Virco Mfg. Reports Q4 and Full‑Year 2025 Results: Revenue Declines, Operating Loss Widens, but Liquidity Remains Strong

VIRC
April 09, 2026

Virco Mfg. Corporation reported fourth‑quarter revenue of $26.2 million, down 8.1% from $28.5 million a year earlier, and an operating loss of $9.9 million versus an $8.1 million loss in the prior year’s quarter. Full‑year 2025 net income fell to $2.6 million on revenue of $199.7 million, a sharp decline from the $21.6 million net income on $266.2 million revenue reported for FY2024. The company ended the year with $14.4 million in cash and a current ratio of 3.1, and returned $5.6 million to shareholders through dividends and share repurchases.

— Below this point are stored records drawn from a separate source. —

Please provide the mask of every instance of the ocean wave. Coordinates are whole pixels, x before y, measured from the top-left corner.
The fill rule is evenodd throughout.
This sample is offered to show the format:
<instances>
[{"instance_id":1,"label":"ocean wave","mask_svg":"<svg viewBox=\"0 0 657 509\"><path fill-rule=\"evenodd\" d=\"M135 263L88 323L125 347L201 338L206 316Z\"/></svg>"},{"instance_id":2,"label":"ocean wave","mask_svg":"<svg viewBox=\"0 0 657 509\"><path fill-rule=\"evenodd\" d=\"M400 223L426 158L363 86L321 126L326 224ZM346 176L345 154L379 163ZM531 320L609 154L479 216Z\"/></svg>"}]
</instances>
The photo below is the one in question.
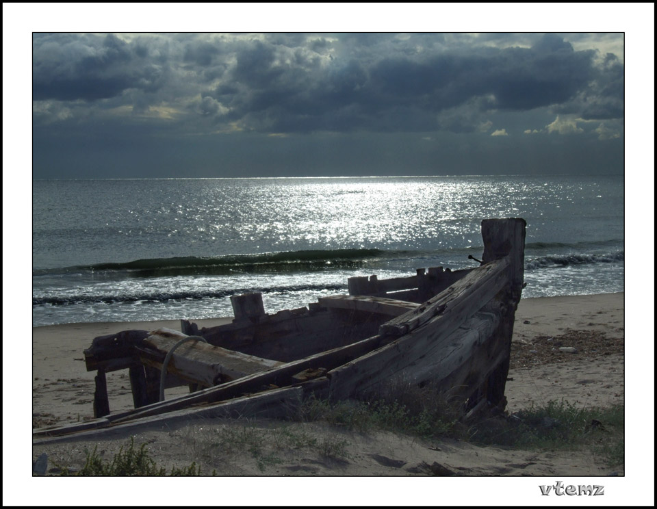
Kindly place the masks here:
<instances>
[{"instance_id":1,"label":"ocean wave","mask_svg":"<svg viewBox=\"0 0 657 509\"><path fill-rule=\"evenodd\" d=\"M625 260L625 251L598 254L552 254L525 261L525 270L532 270L550 267L589 265L593 263L613 263Z\"/></svg>"},{"instance_id":2,"label":"ocean wave","mask_svg":"<svg viewBox=\"0 0 657 509\"><path fill-rule=\"evenodd\" d=\"M358 269L378 261L435 259L442 255L461 256L467 259L471 248L461 250L385 250L374 248L285 251L258 254L220 257L153 258L128 262L96 263L54 269L36 269L38 276L88 276L152 278L170 276L231 275L235 273L288 273Z\"/></svg>"},{"instance_id":3,"label":"ocean wave","mask_svg":"<svg viewBox=\"0 0 657 509\"><path fill-rule=\"evenodd\" d=\"M304 285L272 286L268 288L242 288L215 291L155 291L144 293L117 293L114 295L77 294L68 296L42 296L32 298L33 306L67 306L79 304L120 304L124 302L165 302L175 300L226 298L233 295L259 292L263 295L278 293L285 295L295 292L346 291L346 285Z\"/></svg>"}]
</instances>

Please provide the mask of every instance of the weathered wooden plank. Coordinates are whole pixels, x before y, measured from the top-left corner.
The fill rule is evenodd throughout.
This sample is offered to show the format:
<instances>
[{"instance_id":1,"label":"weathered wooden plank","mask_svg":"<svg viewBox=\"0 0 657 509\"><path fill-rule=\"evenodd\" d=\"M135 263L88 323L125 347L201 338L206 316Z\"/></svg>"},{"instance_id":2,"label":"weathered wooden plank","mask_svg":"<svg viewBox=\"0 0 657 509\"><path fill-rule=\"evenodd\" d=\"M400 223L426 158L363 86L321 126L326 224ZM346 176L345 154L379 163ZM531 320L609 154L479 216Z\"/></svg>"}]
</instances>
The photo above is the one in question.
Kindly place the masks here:
<instances>
[{"instance_id":1,"label":"weathered wooden plank","mask_svg":"<svg viewBox=\"0 0 657 509\"><path fill-rule=\"evenodd\" d=\"M133 330L94 338L91 347L84 350L87 371L108 372L136 365L133 347L148 335L146 330Z\"/></svg>"},{"instance_id":2,"label":"weathered wooden plank","mask_svg":"<svg viewBox=\"0 0 657 509\"><path fill-rule=\"evenodd\" d=\"M110 413L107 380L105 376L105 371L99 369L94 381L96 384L96 390L94 392L94 417L102 417Z\"/></svg>"},{"instance_id":3,"label":"weathered wooden plank","mask_svg":"<svg viewBox=\"0 0 657 509\"><path fill-rule=\"evenodd\" d=\"M143 358L151 354L151 365L155 362L156 367L161 369L162 356L181 339L187 337L190 337L176 330L157 329L144 339L143 347L139 348L140 356ZM151 354L150 349L155 352ZM183 380L210 387L283 364L277 361L213 346L198 339L190 339L176 349L169 361L167 371Z\"/></svg>"},{"instance_id":4,"label":"weathered wooden plank","mask_svg":"<svg viewBox=\"0 0 657 509\"><path fill-rule=\"evenodd\" d=\"M298 415L303 389L285 387L259 394L208 404L197 408L168 412L128 423L112 424L106 419L52 429L38 430L33 445L61 443L70 440L87 440L112 434L136 432L145 428L185 424L197 419L270 418L286 419Z\"/></svg>"},{"instance_id":5,"label":"weathered wooden plank","mask_svg":"<svg viewBox=\"0 0 657 509\"><path fill-rule=\"evenodd\" d=\"M441 324L443 317L437 316L424 326L330 371L330 397L337 401L367 393L395 376L417 383L430 380L439 384L461 363L472 361L500 320L493 313L477 313Z\"/></svg>"},{"instance_id":6,"label":"weathered wooden plank","mask_svg":"<svg viewBox=\"0 0 657 509\"><path fill-rule=\"evenodd\" d=\"M304 369L323 367L330 370L360 357L366 352L378 348L381 344L381 338L374 336L221 385L172 398L168 401L154 403L141 408L109 415L107 419L112 422L126 421L149 415L155 415L163 412L180 410L198 403L222 401L236 397L246 393L257 392L263 387L271 384L287 384L293 382L292 376Z\"/></svg>"},{"instance_id":7,"label":"weathered wooden plank","mask_svg":"<svg viewBox=\"0 0 657 509\"><path fill-rule=\"evenodd\" d=\"M105 428L110 426L110 421L104 417L94 419L85 422L76 422L71 424L48 426L39 428L32 430L32 438L38 439L44 436L56 436L61 434L77 433L81 431L95 430L98 428Z\"/></svg>"},{"instance_id":8,"label":"weathered wooden plank","mask_svg":"<svg viewBox=\"0 0 657 509\"><path fill-rule=\"evenodd\" d=\"M484 263L508 257L513 298L519 300L524 273L525 236L527 222L524 219L485 219L481 222L484 241Z\"/></svg>"},{"instance_id":9,"label":"weathered wooden plank","mask_svg":"<svg viewBox=\"0 0 657 509\"><path fill-rule=\"evenodd\" d=\"M397 290L410 290L413 288L417 288L420 285L420 281L422 276L411 276L407 278L391 278L390 279L377 279L376 291L387 292L396 291Z\"/></svg>"},{"instance_id":10,"label":"weathered wooden plank","mask_svg":"<svg viewBox=\"0 0 657 509\"><path fill-rule=\"evenodd\" d=\"M508 260L495 260L469 272L464 278L413 311L401 315L379 327L381 335L400 336L413 330L440 313L455 317L460 322L449 325L451 330L479 311L507 283ZM448 321L446 319L446 322Z\"/></svg>"},{"instance_id":11,"label":"weathered wooden plank","mask_svg":"<svg viewBox=\"0 0 657 509\"><path fill-rule=\"evenodd\" d=\"M491 337L500 319L497 314L477 313L443 341L435 341L428 348L417 341L409 352L418 356L417 360L408 366L402 365L397 374L416 384L439 384L461 365L472 363L478 354L476 350Z\"/></svg>"},{"instance_id":12,"label":"weathered wooden plank","mask_svg":"<svg viewBox=\"0 0 657 509\"><path fill-rule=\"evenodd\" d=\"M132 400L135 408L144 406L149 404L146 389L146 374L143 366L131 367L129 370L130 387L132 389Z\"/></svg>"},{"instance_id":13,"label":"weathered wooden plank","mask_svg":"<svg viewBox=\"0 0 657 509\"><path fill-rule=\"evenodd\" d=\"M415 309L420 304L405 300L383 297L357 295L333 295L320 297L319 302L326 308L352 309L369 313L378 313L389 316L399 316Z\"/></svg>"},{"instance_id":14,"label":"weathered wooden plank","mask_svg":"<svg viewBox=\"0 0 657 509\"><path fill-rule=\"evenodd\" d=\"M228 350L281 362L289 362L318 352L339 348L375 335L385 315L352 316L342 310L309 313L307 309L268 315L257 324L231 324L201 328L197 332L208 343Z\"/></svg>"},{"instance_id":15,"label":"weathered wooden plank","mask_svg":"<svg viewBox=\"0 0 657 509\"><path fill-rule=\"evenodd\" d=\"M251 293L233 295L231 297L233 312L236 320L259 318L265 315L262 293Z\"/></svg>"}]
</instances>

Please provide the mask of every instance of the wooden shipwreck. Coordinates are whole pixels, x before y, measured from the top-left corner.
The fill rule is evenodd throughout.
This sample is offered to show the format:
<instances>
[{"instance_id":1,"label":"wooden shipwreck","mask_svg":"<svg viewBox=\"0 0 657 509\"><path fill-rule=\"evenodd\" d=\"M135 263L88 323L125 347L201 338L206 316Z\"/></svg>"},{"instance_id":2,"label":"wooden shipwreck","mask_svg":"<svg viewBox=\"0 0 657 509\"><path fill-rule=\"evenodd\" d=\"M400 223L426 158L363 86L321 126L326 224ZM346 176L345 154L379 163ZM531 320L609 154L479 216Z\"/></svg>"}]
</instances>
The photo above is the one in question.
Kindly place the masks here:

The year‑over‑year revenue drop reflects the normalization of the school‑furniture market after the pandemic‑induced surge. Virco’s revenue decline was driven by the absence of large disaster‑recovery orders that had boosted demand in the previous year, and by lower seasonal demand in the fourth quarter. The operating loss widened because the company’s cost base remained relatively fixed while revenue fell, compressing margins from 26.2% in Q4 FY2025 to 37.7% in the same quarter a year earlier. Net income collapsed from $21.6 million in FY2024 to $2.6 million in FY2025, largely due to the loss of high‑margin contracts and the lack of one‑time revenue from back‑log projects.

Management emphasized that Virco’s vertically integrated manufacturing model and disciplined cost controls have helped it weather the post‑COVID demand normalization. The company highlighted its ability to maintain liquidity, with a strong cash position and a healthy current ratio, and its commitment to investing in service capabilities and product development as school‑furniture budgets begin to rebound. Early order rates for the current year are running ahead of the prior year by low double digits, suggesting that demand may recover as budgets are replenished.

Virco’s earnings missed analyst expectations. The company reported an EPS of ($0.45) versus an estimate of ($0.3545), a miss of $0.0955 or 27%. Revenue also fell short of the consensus estimate of $29.605 million, reporting $26.18 million, a miss of $3.425 million or 11.6%. The market reacted negatively, with the stock falling 9.6% to $5.43 on the day of the release, reflecting investor disappointment over the earnings miss and the broader market’s concern about the ongoing normalization of the school‑furniture sector.

Despite the short‑term challenges, Virco’s liquidity position and early order momentum provide a foundation for a potential recovery. The company’s focus on cost discipline and its vertical manufacturing advantage position it to capture market share as school‑furniture budgets rebound. Management remains cautiously optimistic about the medium‑term outlook, citing the strong early order rates and the company’s ability to invest in service and product development to support future growth.